Notes on a universal blueprint that can be used to attack and solve any machine-learning problem.

# 1. Define the Problem and Assemble a Dataset

First define the problem:
- What will your input data be? What are you trying to predict?
- What type of problem are you facing? Is it binary classification? Multiclass classification? Scalar regression? Vector regressions? Multiclass, multilable classification? Something else? Identifying the problem will guide the choice of model architecture, loss fuction, etc.

You can't move on until the above is complete. Be aware of that you are assuming the following:
- Your outputs can be predicted given your inputes
- Your available data is sufficiently informative to learn the relationships between inputs and outputs

# 2. Choosing a measure of Success

Is it appropriate to measure:
- Accuracy?
- Precision and recall?
- Customer-retention rate?

The metric for success will guide the choice of a loss function: what your model will optimize. It should align with your higher-level goals.

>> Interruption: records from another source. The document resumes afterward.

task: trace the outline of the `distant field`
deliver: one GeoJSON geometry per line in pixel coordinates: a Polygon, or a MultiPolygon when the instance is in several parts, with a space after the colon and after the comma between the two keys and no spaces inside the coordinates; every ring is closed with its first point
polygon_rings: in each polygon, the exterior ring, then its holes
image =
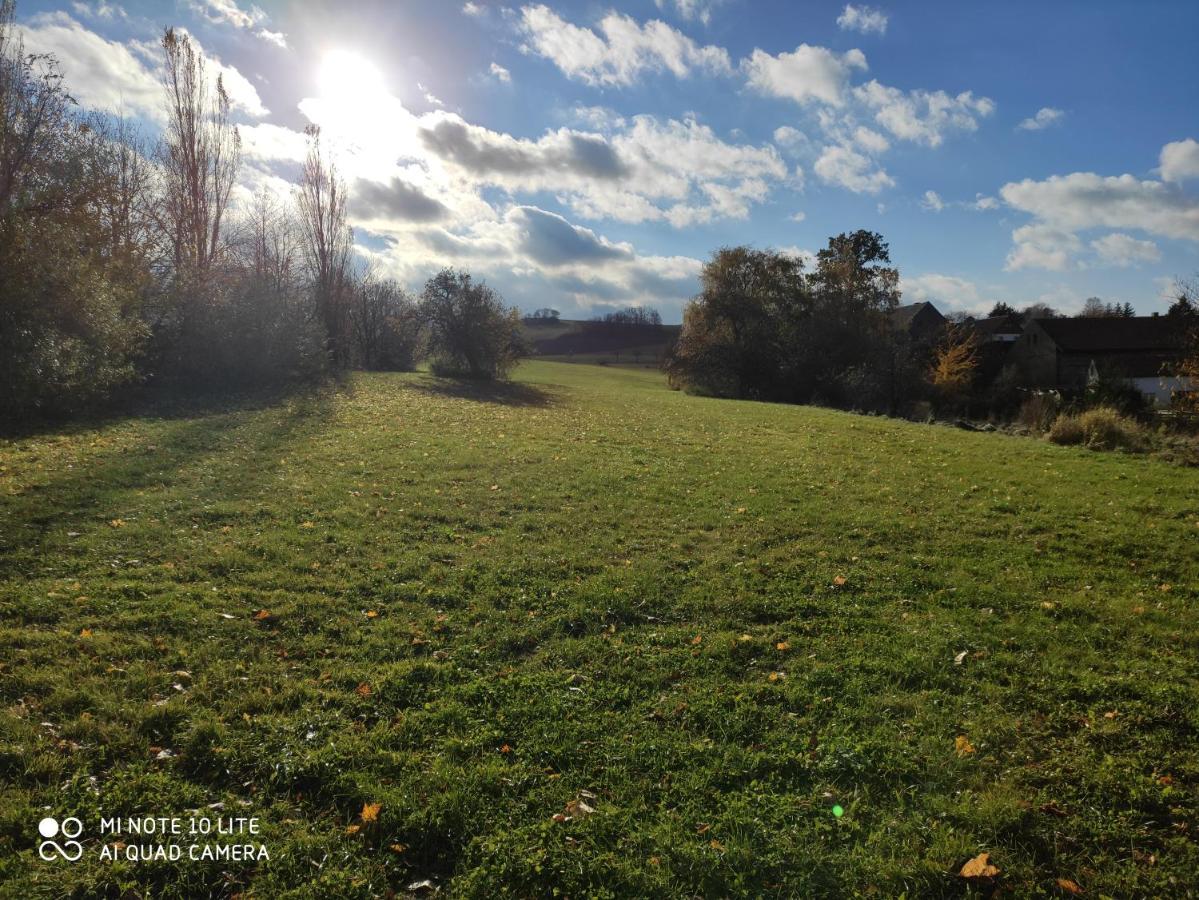
{"type": "Polygon", "coordinates": [[[667,349],[679,338],[681,326],[663,325],[657,334],[637,328],[597,334],[592,322],[561,319],[549,322],[524,320],[524,330],[541,360],[591,366],[659,369],[667,349]]]}
{"type": "Polygon", "coordinates": [[[1193,895],[1197,545],[1199,470],[549,362],[0,442],[0,895],[1193,895]],[[270,860],[35,851],[213,809],[270,860]]]}

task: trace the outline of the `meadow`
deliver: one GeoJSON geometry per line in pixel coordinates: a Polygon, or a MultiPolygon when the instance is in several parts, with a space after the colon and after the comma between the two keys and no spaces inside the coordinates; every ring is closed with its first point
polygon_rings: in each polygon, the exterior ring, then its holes
{"type": "Polygon", "coordinates": [[[1199,470],[619,368],[8,439],[0,894],[1193,895],[1197,550],[1199,470]],[[270,859],[98,858],[192,811],[270,859]]]}

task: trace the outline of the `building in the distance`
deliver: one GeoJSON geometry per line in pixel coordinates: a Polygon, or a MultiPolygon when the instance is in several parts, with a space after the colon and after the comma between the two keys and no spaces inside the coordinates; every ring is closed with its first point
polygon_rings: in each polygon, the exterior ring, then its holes
{"type": "Polygon", "coordinates": [[[1073,392],[1098,379],[1123,379],[1164,406],[1174,391],[1194,388],[1169,374],[1185,337],[1185,322],[1164,315],[1032,319],[1008,363],[1028,387],[1073,392]]]}

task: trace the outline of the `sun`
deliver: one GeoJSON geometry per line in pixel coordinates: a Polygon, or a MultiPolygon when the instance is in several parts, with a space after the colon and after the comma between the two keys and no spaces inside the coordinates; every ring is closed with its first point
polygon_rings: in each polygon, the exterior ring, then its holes
{"type": "Polygon", "coordinates": [[[320,96],[342,109],[362,108],[385,92],[382,72],[354,50],[330,50],[317,75],[320,96]]]}

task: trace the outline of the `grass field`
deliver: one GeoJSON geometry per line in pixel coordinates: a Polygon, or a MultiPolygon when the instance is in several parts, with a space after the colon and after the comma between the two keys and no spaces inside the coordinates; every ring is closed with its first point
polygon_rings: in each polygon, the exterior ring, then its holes
{"type": "Polygon", "coordinates": [[[4,896],[1195,890],[1197,470],[535,362],[7,441],[0,539],[4,896]],[[98,859],[193,810],[270,860],[98,859]]]}

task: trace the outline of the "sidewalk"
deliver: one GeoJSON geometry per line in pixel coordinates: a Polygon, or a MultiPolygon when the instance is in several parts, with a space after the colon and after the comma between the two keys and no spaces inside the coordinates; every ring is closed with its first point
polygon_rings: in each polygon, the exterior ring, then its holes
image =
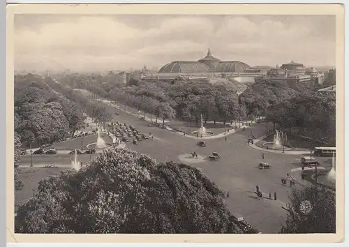
{"type": "MultiPolygon", "coordinates": [[[[324,170],[325,167],[318,167],[318,170],[324,170]]],[[[304,167],[304,170],[315,170],[315,167],[304,167]]],[[[305,186],[305,187],[312,187],[313,186],[313,183],[311,181],[304,179],[302,180],[302,167],[298,167],[295,169],[291,170],[290,172],[290,177],[293,181],[296,181],[299,184],[305,186]]]]}
{"type": "MultiPolygon", "coordinates": [[[[260,137],[260,139],[262,139],[262,137],[260,137]]],[[[262,147],[258,147],[255,144],[255,143],[257,143],[258,142],[260,141],[261,140],[259,139],[255,139],[253,140],[253,144],[248,144],[248,146],[253,149],[255,149],[256,150],[259,150],[263,152],[268,152],[268,153],[274,153],[274,154],[286,154],[286,155],[297,155],[297,156],[302,156],[302,155],[309,155],[309,151],[306,151],[306,150],[300,150],[300,151],[297,151],[297,150],[285,150],[285,151],[283,153],[282,150],[274,150],[274,149],[263,149],[262,147]]]]}

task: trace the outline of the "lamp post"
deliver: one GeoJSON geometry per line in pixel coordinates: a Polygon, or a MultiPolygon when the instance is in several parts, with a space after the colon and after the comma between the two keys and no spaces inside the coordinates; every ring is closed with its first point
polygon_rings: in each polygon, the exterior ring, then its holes
{"type": "Polygon", "coordinates": [[[33,167],[33,150],[31,150],[31,148],[30,148],[30,166],[33,167]]]}

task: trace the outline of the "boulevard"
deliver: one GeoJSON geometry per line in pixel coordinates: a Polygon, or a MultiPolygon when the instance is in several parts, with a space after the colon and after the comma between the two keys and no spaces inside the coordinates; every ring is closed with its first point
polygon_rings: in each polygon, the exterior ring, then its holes
{"type": "MultiPolygon", "coordinates": [[[[197,145],[198,140],[177,135],[158,127],[149,127],[149,123],[132,116],[124,111],[119,111],[107,105],[112,114],[114,121],[128,123],[136,126],[144,133],[151,133],[154,140],[147,140],[135,145],[130,141],[126,147],[140,154],[148,154],[158,162],[181,161],[179,156],[196,151],[198,155],[207,157],[212,152],[218,152],[221,158],[217,161],[205,159],[202,162],[192,163],[200,168],[206,175],[225,192],[229,191],[229,197],[225,202],[232,212],[238,214],[259,231],[263,233],[276,233],[285,220],[286,210],[283,208],[288,202],[288,195],[291,190],[289,184],[282,185],[281,179],[285,178],[290,170],[300,167],[300,156],[285,154],[273,154],[256,150],[247,144],[247,138],[252,133],[258,137],[265,133],[265,123],[256,123],[246,128],[246,131],[237,131],[224,137],[205,140],[207,147],[197,145]],[[262,154],[265,159],[262,159],[262,154]],[[272,165],[272,169],[259,170],[260,162],[272,165]],[[258,185],[263,193],[259,199],[255,194],[258,185]],[[272,200],[269,199],[269,193],[272,200]],[[274,193],[277,200],[274,200],[274,193]]],[[[77,147],[78,148],[78,147],[77,147]]],[[[91,156],[93,159],[97,154],[91,156]]],[[[73,158],[73,155],[36,155],[33,156],[34,167],[40,164],[50,163],[57,166],[68,167],[73,158]]],[[[90,160],[89,155],[80,155],[78,159],[83,164],[90,160]]],[[[328,158],[320,158],[325,161],[328,158]]],[[[22,167],[28,167],[31,163],[30,156],[24,156],[21,159],[22,167]]],[[[50,168],[49,168],[50,169],[50,168]]],[[[300,186],[296,184],[295,186],[300,186]]]]}

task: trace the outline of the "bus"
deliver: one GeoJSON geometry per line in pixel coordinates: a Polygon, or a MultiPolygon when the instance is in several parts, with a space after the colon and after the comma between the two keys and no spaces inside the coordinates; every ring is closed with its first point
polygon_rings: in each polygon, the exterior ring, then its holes
{"type": "Polygon", "coordinates": [[[319,156],[332,156],[336,153],[336,147],[315,147],[314,154],[319,156]]]}

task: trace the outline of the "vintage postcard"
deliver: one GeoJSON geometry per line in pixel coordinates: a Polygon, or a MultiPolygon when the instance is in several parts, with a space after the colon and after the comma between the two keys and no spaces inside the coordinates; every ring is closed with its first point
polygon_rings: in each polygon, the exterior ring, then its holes
{"type": "Polygon", "coordinates": [[[342,6],[7,10],[8,241],[343,241],[342,6]]]}

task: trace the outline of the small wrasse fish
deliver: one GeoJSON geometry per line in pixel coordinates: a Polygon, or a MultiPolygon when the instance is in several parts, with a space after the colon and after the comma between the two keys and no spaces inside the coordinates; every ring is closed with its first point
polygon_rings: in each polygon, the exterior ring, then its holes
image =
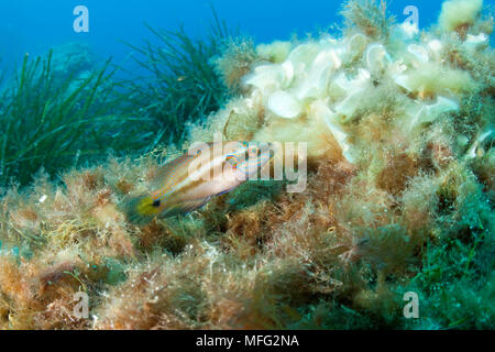
{"type": "Polygon", "coordinates": [[[268,142],[215,142],[189,148],[163,165],[152,191],[123,201],[128,221],[145,224],[201,208],[257,175],[274,156],[268,142]]]}

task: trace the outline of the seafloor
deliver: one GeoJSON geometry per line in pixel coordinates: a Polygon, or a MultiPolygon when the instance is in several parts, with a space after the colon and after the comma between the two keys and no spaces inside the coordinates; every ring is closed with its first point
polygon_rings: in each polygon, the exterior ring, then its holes
{"type": "Polygon", "coordinates": [[[153,30],[143,81],[81,47],[26,57],[0,102],[0,328],[493,329],[482,3],[419,31],[351,0],[342,29],[258,46],[220,21],[208,42],[153,30]],[[125,197],[216,133],[308,143],[306,189],[127,221],[125,197]]]}

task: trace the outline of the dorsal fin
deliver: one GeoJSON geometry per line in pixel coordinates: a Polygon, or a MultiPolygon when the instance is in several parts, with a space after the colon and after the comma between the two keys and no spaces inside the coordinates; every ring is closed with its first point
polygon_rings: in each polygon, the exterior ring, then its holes
{"type": "Polygon", "coordinates": [[[190,160],[190,155],[187,153],[180,155],[179,157],[174,158],[173,161],[162,165],[156,175],[151,180],[151,185],[153,188],[162,188],[169,186],[170,183],[175,182],[175,176],[180,167],[190,160]]]}

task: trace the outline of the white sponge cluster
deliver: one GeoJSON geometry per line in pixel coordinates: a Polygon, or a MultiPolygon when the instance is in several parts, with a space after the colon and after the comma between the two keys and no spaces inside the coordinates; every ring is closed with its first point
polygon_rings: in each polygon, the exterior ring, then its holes
{"type": "MultiPolygon", "coordinates": [[[[404,94],[418,85],[415,75],[422,67],[441,66],[443,47],[439,38],[420,40],[419,31],[410,24],[396,25],[389,50],[358,33],[341,40],[331,36],[293,47],[290,43],[263,45],[264,56],[277,57],[254,67],[243,77],[250,103],[262,105],[267,119],[324,121],[340,144],[343,155],[353,161],[345,124],[352,120],[374,78],[396,82],[404,94]],[[283,51],[279,48],[283,47],[283,51]],[[273,53],[271,53],[273,51],[273,53]],[[429,65],[429,66],[428,66],[429,65]],[[350,66],[352,70],[345,69],[350,66]]],[[[483,33],[468,36],[466,47],[480,48],[487,41],[483,33]]],[[[387,44],[388,46],[388,44],[387,44]]],[[[420,85],[419,85],[420,86],[420,85]]],[[[455,95],[410,98],[410,128],[431,122],[437,116],[459,109],[455,95]]],[[[413,96],[414,95],[409,95],[413,96]]]]}

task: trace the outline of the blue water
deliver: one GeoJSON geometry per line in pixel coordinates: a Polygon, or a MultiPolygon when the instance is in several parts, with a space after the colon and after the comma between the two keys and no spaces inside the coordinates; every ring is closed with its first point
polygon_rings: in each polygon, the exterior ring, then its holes
{"type": "MultiPolygon", "coordinates": [[[[492,3],[494,0],[485,0],[492,3]]],[[[441,1],[394,0],[391,12],[404,21],[406,6],[419,10],[419,25],[436,22],[441,1]]],[[[1,0],[0,58],[3,67],[19,63],[25,53],[38,55],[67,42],[89,43],[102,59],[125,64],[130,48],[122,41],[141,44],[153,38],[144,23],[174,30],[184,23],[191,36],[209,26],[211,6],[229,28],[239,28],[256,42],[305,36],[341,21],[341,2],[330,0],[1,0]],[[75,33],[76,6],[89,10],[89,33],[75,33]]]]}

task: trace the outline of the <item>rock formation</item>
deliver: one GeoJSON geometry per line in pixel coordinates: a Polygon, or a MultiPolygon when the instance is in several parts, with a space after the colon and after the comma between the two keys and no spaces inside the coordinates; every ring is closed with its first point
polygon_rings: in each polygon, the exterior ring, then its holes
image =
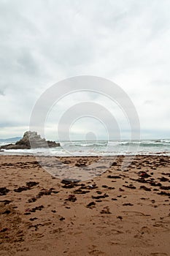
{"type": "Polygon", "coordinates": [[[8,144],[1,146],[0,149],[30,149],[36,148],[55,148],[60,146],[59,143],[55,141],[46,140],[42,138],[36,132],[26,132],[21,140],[16,142],[15,144],[8,144]]]}

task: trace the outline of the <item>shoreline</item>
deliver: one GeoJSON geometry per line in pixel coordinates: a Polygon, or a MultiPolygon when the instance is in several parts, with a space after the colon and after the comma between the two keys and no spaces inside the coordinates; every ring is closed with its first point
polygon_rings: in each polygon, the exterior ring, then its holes
{"type": "MultiPolygon", "coordinates": [[[[0,154],[1,255],[169,255],[170,157],[133,156],[122,170],[131,157],[109,157],[101,176],[71,182],[34,156],[0,154]]],[[[50,157],[63,170],[98,159],[50,157]]]]}

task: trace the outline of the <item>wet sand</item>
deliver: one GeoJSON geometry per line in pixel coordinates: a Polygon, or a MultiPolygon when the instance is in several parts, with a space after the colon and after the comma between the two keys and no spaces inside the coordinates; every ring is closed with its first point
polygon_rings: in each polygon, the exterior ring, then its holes
{"type": "MultiPolygon", "coordinates": [[[[72,171],[98,158],[59,159],[72,171]]],[[[123,160],[71,182],[32,156],[0,156],[0,255],[169,255],[170,157],[123,160]]]]}

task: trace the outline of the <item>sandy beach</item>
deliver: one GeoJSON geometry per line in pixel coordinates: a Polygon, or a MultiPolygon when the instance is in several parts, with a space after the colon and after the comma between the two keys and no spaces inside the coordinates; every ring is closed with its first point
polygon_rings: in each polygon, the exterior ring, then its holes
{"type": "MultiPolygon", "coordinates": [[[[60,158],[71,170],[96,159],[60,158]]],[[[124,170],[123,160],[71,182],[33,156],[0,156],[0,255],[169,255],[170,158],[136,156],[124,170]]]]}

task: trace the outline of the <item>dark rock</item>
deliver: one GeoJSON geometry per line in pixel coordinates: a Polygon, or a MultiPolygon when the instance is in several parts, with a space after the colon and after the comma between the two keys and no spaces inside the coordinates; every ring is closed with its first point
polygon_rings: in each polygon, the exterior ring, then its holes
{"type": "Polygon", "coordinates": [[[66,200],[71,201],[71,202],[75,202],[77,200],[77,198],[74,195],[69,195],[69,197],[66,199],[66,200]]]}
{"type": "Polygon", "coordinates": [[[0,195],[6,195],[9,192],[7,187],[0,187],[0,195]]]}
{"type": "Polygon", "coordinates": [[[120,177],[120,176],[112,176],[112,175],[108,175],[107,178],[121,178],[121,177],[120,177]]]}
{"type": "Polygon", "coordinates": [[[4,203],[4,206],[8,205],[9,203],[10,203],[12,201],[9,200],[1,200],[0,203],[4,203]]]}
{"type": "Polygon", "coordinates": [[[26,132],[21,140],[16,142],[15,144],[8,144],[1,146],[0,149],[30,149],[32,148],[54,148],[60,146],[59,143],[55,141],[46,140],[42,138],[36,132],[26,132]]]}
{"type": "Polygon", "coordinates": [[[151,189],[150,189],[150,188],[147,187],[145,187],[145,186],[141,186],[141,187],[140,187],[140,189],[141,189],[146,190],[146,191],[151,191],[151,189]]]}
{"type": "Polygon", "coordinates": [[[92,195],[91,197],[93,199],[101,199],[101,198],[105,198],[105,197],[108,197],[109,195],[107,195],[106,193],[103,195],[97,195],[97,196],[93,196],[92,195]]]}
{"type": "Polygon", "coordinates": [[[95,202],[90,202],[86,206],[86,207],[92,208],[92,206],[96,206],[96,203],[95,202]]]}

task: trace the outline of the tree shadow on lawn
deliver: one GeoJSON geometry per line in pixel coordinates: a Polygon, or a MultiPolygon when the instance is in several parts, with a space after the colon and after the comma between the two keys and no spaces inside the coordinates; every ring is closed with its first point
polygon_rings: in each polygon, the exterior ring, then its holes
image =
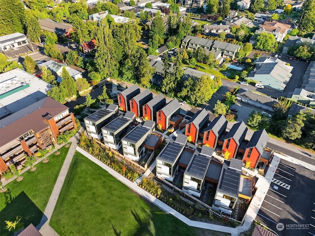
{"type": "Polygon", "coordinates": [[[6,224],[4,221],[15,220],[17,216],[22,217],[21,222],[24,227],[27,227],[31,223],[36,226],[43,215],[43,212],[34,204],[32,200],[23,191],[18,196],[12,196],[10,189],[3,193],[4,195],[5,207],[0,211],[1,220],[0,234],[1,236],[10,236],[9,233],[5,230],[6,224]]]}

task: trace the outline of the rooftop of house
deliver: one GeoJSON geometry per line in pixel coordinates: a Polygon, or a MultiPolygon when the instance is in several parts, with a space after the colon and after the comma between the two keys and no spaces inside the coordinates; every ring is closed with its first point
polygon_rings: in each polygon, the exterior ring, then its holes
{"type": "Polygon", "coordinates": [[[0,146],[5,144],[31,130],[35,133],[49,126],[43,116],[53,118],[68,108],[49,97],[25,107],[0,120],[0,146]]]}
{"type": "Polygon", "coordinates": [[[220,115],[215,117],[210,124],[205,130],[205,131],[212,130],[217,137],[219,134],[224,132],[227,125],[227,121],[223,115],[220,115]]]}
{"type": "Polygon", "coordinates": [[[206,176],[211,159],[203,155],[194,155],[190,160],[185,174],[203,180],[206,176]]]}
{"type": "Polygon", "coordinates": [[[57,34],[63,34],[69,32],[73,26],[65,23],[59,23],[49,19],[38,19],[40,27],[44,30],[53,32],[57,34]]]}
{"type": "Polygon", "coordinates": [[[224,139],[233,137],[237,145],[239,146],[245,137],[248,130],[247,126],[243,121],[234,124],[225,136],[224,139]]]}
{"type": "Polygon", "coordinates": [[[52,86],[19,68],[0,74],[0,117],[13,113],[47,97],[52,86]]]}
{"type": "Polygon", "coordinates": [[[126,98],[128,95],[130,94],[132,94],[135,92],[136,91],[138,91],[140,93],[140,89],[137,85],[135,84],[132,85],[131,87],[129,87],[129,88],[125,89],[123,91],[122,91],[120,94],[122,95],[124,98],[126,98]]]}
{"type": "Polygon", "coordinates": [[[159,94],[157,96],[156,96],[153,98],[153,99],[150,100],[147,103],[147,105],[149,106],[150,109],[153,109],[154,107],[157,104],[160,104],[160,103],[165,103],[166,102],[166,100],[163,95],[163,94],[159,94]]]}
{"type": "Polygon", "coordinates": [[[21,38],[26,38],[26,35],[23,34],[16,33],[0,36],[0,44],[11,42],[21,38]]]}
{"type": "Polygon", "coordinates": [[[176,99],[173,99],[168,102],[166,106],[161,109],[165,117],[167,117],[174,113],[181,107],[181,104],[176,99]]]}
{"type": "Polygon", "coordinates": [[[152,98],[153,95],[150,89],[146,89],[144,91],[141,92],[138,95],[133,97],[133,100],[137,103],[140,104],[142,101],[148,98],[152,98]]]}
{"type": "Polygon", "coordinates": [[[200,126],[203,125],[205,122],[207,122],[209,120],[209,114],[208,111],[205,108],[200,110],[189,120],[187,124],[192,123],[193,125],[197,129],[200,129],[200,126]]]}

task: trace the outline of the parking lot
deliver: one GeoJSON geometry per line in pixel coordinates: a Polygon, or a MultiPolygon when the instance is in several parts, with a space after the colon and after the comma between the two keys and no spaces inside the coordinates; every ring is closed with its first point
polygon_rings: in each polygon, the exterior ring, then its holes
{"type": "Polygon", "coordinates": [[[315,235],[314,172],[282,160],[256,220],[279,236],[315,235]]]}

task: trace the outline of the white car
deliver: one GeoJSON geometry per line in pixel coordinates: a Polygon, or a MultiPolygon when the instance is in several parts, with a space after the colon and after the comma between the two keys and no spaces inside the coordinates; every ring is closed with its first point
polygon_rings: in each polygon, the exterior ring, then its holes
{"type": "Polygon", "coordinates": [[[263,114],[264,115],[266,115],[269,117],[271,117],[271,116],[272,116],[270,114],[268,113],[268,112],[266,112],[265,111],[262,111],[261,113],[263,114]]]}
{"type": "Polygon", "coordinates": [[[264,86],[261,84],[255,84],[255,87],[260,89],[263,89],[264,88],[264,86]]]}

- For balanced-classification problems, accuracy and are under the receiver operating characteristic curve (ROC AUC) are common metrics.
- For ranking problems or multilabel classification, mean average precision

Not uncommon to define your own metric to measure success.

# 3. Deciding on an Evaluation Protocol

Choose one of the 3 common evaluation proceedures:
- Hold-out validation
- K-fold cross-validation
- Iterated K-fold validation

# 4. Preparing your Data

- Data should be formatted as tensors
- Values taken by these tensors should usually be scaled to small values
- If the data is heterogeneous, normalize it
- Do some feature engineering, especially for small-data problems

# 5. Developing a model that does better than a baseline

The goal at this stage is to achieve *statistical power* (beat a dumb baseline). It isn't always possible to do this. If you can't beat the random baseline after trying multiple reasonable architectures, it may be that the answer to the question you're asking isn't present in the input data. In this case, it's back to the drawing board.

If things go well, you'll need to make 3 key choices to build a first working model:
- *Last-layer activation*: This establishes useful constraints on the network's output.
- *Loss function*: This should match the type of problem you're trying to solve.
- *Optimization configuration*: What optimizer will you use? What will its learning rate be?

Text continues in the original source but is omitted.